ドイツ・カールスルーエ市在住ジャーナリスト。東京都立大学工学研究科大学院修了後、1995年渡独。ドイツ及び欧州の環境活動やまちづくりをテーマに、執筆、講演、研究調査、視察コーディネートを行う。記事連載「EUレポート(日本経済研究所/月報)」、「環境・エネルギー先端レポート(ドイチェ・アセット・マネジメント株式会社/月次ニュースレター)」、著書に「環境先進国ドイツの今」、「ドイツ・人が主役のまちづくり」など。ドイツ・ジャーナリスト協会(DJV)会員。公式サイト:「ドイツ環境情報のページ


 ドイツではこのところのバイオガス発電ブームにより、原料となるエネルギー作物、とりわけトウモロコシの作付面積が急拡大している。このままでは大麦やジャガイモの国内生産が圧迫され、ドイツ人の大好物、ビールやフライドポテトまで値上がりするかもしれない。

 バイオガス発電はエコ的と言われるが、早くも規模の拡大による社会問題が顕在化する時代に突入している。

地平まで広がるトウモロコシ畑

 農林水産省の推計によれば、ドイツの食料自給率は80%(2007年)に達し日本の40%を大きく上回っている。計算方法が違うので単純な比較は無意味という意見もあるが、日本に比べドイツの自給率がはるかに高いのは間違いない。

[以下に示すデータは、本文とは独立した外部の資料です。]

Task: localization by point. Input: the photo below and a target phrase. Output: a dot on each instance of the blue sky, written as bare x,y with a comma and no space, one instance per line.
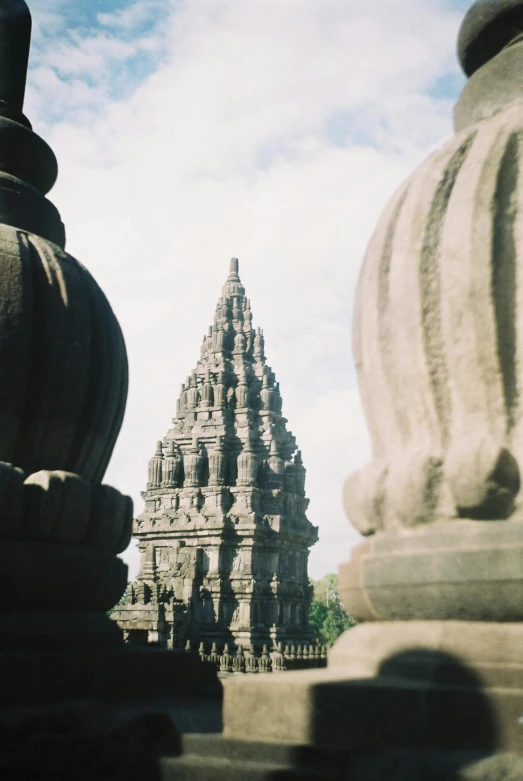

 北ドイツの平原地帯の農家にとって、これまではジャガイモやニンジン、EUのタバコ規制が強まる前はタバコといった作物に魅力がありトウモロコシはいまひとつだった。だが2000年ころから始まったバイオガス発電ブームが状況を一変させ、今はトウモロコシ畑が地平まで続く光景も珍しくない。